Part III The Big Picture of Animal Use
We can argue over the scientific merits of the use of laboratory vs animal vs human testing in drug development, and we can pontificate about the ethics of the decisions we make, but ultimately, we humans have choices to make. Are we content with our level of health and well-being? What sacrifices are we willing to make to consider the needs of animals? The impacts we have on animals go far beyond what level of medical care we choose. Animals serve as food sources, they work for and with us, and they provide for aesthetics and companionship. How much of that will we give up to reduce our impacts on them? If we go that far, we are still competing with them for food and shelter. Is it possible to not impact animals? I contend that the ethics of our society show a considerable level of care for animals. The fact that we worry at all about their welfare is something that to the best of my knowledge, no other species on the planet would do given the same choices we have.
Working with animals in research is not a one-way street. Animals benefit from veterinary treatments developed through the same research process as for human treatments, and the animals we work with in the research environment benefit from the high level of care and attention to their well-being that is provided to them. People care about them and for them. They experience medicine as part of their lives as do we all. If they were living outside of the research environment they would still experience medical issues as a normal part of life, but particularly in the case of non-companion species, would not necessarily have anyone to care for them.
I believe that the arguments proffered to discredit work with animals in research are largely based on biased and misleading interpretation of data.
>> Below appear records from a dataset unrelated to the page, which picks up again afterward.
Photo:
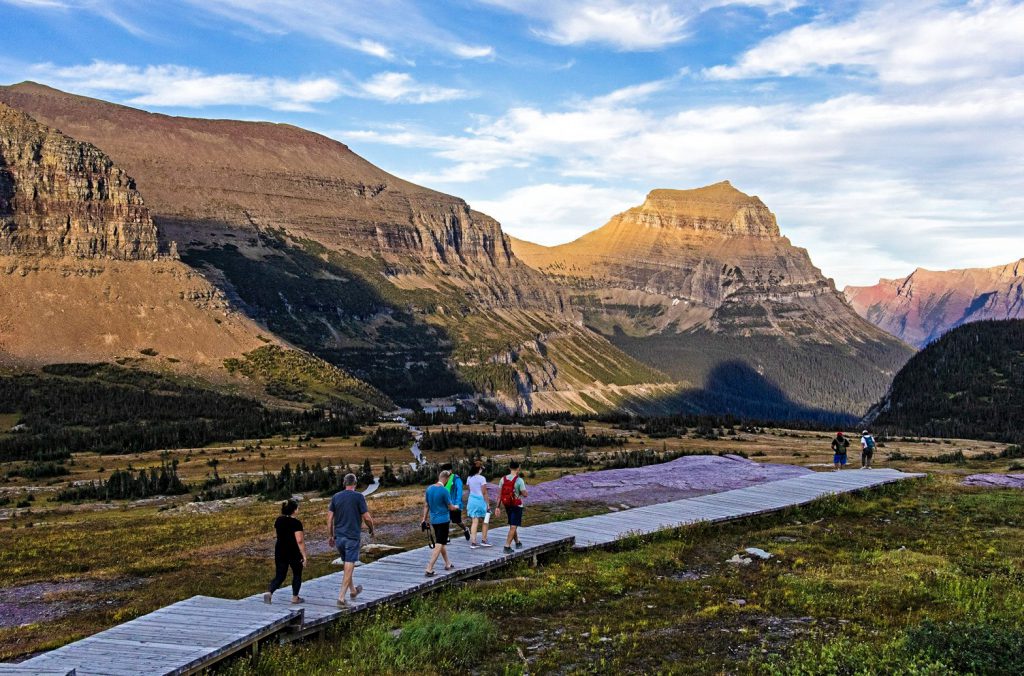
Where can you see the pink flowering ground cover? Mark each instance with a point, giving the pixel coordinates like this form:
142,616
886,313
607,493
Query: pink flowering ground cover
996,480
684,477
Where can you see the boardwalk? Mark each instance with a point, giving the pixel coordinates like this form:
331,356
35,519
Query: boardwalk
189,635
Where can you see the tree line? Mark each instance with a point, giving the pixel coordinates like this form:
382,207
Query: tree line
107,409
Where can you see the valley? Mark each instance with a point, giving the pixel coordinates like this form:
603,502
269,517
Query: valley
221,547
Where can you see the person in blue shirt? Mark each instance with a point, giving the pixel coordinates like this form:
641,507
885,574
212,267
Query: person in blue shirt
437,507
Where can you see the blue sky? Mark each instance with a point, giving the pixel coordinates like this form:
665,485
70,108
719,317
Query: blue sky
885,135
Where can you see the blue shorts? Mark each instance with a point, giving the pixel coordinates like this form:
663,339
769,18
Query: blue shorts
477,507
349,549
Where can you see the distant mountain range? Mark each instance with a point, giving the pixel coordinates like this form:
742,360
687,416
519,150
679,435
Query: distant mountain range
925,304
701,285
968,384
250,254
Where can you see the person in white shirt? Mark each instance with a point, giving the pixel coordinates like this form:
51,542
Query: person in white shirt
479,506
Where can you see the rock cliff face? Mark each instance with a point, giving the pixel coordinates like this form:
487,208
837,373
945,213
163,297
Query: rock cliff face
926,304
406,287
60,197
701,285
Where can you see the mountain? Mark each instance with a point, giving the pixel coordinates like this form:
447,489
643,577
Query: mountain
83,278
701,285
407,288
925,304
967,384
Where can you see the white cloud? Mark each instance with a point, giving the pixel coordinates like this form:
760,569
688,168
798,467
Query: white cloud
471,51
905,43
871,183
394,87
372,28
552,213
170,85
625,25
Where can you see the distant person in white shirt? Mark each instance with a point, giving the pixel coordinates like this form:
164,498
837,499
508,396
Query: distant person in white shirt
479,506
866,450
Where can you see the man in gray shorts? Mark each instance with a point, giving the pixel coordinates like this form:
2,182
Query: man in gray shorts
344,522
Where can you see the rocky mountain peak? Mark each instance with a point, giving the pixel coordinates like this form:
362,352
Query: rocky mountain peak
60,197
717,208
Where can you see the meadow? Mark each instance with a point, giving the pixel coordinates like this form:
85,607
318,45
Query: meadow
860,579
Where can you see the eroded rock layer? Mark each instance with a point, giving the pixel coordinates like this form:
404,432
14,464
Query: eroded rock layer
65,198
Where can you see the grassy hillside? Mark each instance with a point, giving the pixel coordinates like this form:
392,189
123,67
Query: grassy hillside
970,383
296,376
914,579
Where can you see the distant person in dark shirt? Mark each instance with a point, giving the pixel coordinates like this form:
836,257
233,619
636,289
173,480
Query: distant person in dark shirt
866,450
289,552
344,521
840,447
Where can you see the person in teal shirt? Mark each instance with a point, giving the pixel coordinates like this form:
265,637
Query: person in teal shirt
437,507
455,487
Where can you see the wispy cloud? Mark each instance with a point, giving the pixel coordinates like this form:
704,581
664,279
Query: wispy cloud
401,87
377,29
170,85
911,42
624,25
845,174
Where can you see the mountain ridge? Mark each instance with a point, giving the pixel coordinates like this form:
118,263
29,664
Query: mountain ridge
404,287
928,303
693,281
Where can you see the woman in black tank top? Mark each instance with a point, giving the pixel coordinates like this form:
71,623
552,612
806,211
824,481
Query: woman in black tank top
289,552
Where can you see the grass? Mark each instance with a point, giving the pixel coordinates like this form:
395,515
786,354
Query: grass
922,578
863,571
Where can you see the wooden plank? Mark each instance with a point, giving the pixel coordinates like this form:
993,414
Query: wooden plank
197,632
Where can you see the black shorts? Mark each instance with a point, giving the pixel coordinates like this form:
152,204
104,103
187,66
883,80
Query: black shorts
440,532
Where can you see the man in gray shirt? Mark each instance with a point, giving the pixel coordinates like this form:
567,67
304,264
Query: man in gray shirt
344,521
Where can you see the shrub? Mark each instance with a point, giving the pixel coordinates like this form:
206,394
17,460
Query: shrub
427,643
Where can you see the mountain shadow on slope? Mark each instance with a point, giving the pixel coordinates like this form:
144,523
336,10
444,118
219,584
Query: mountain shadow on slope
314,300
754,376
732,387
968,384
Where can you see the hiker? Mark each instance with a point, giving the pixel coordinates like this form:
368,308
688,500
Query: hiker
510,495
345,517
840,447
866,449
455,489
437,508
478,506
289,552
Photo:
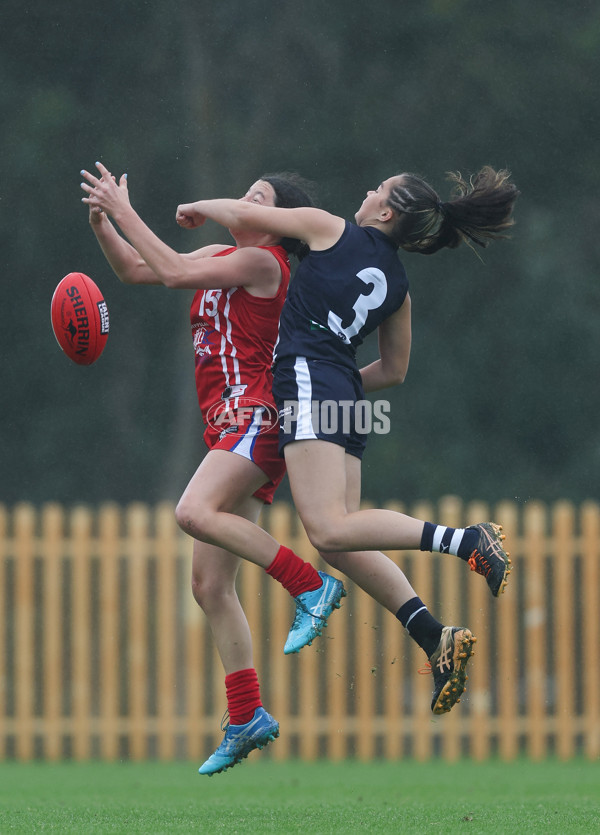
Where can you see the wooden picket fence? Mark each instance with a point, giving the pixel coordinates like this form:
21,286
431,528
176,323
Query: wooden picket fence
104,654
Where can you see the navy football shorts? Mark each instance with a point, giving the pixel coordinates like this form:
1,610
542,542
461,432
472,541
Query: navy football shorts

Where there are valid data to use alternatives, these alternatives are already being used. It is appropriate scientifically and ethically to continue to develop and validate new approaches for predicting drug safety and efficacy in the patient population, both animal and non-animal. Animals are used humanely and also receive benefits from biomedical research. Ultimately, there is a balance being struck between the needs of humans and of animals. There is room for constructive dialog on where this balance should be, but I personally do not believe that this should occur using the regulatory and legal systems as a venue. Science is too intricate and complex to be able to effectively address in this way. There is a process in place at all research institutions (the IACUC) to ensure ethical and scientific review occurs on each experiment. Those seeking to drive alternatives would do better to develop the science to validate these alternatives rather than manipulate public emotion and ultimately public policy or law.
~Dale M. Cooper, DVM, MS, Diplomate, American College of Laboratory Animal Medicine.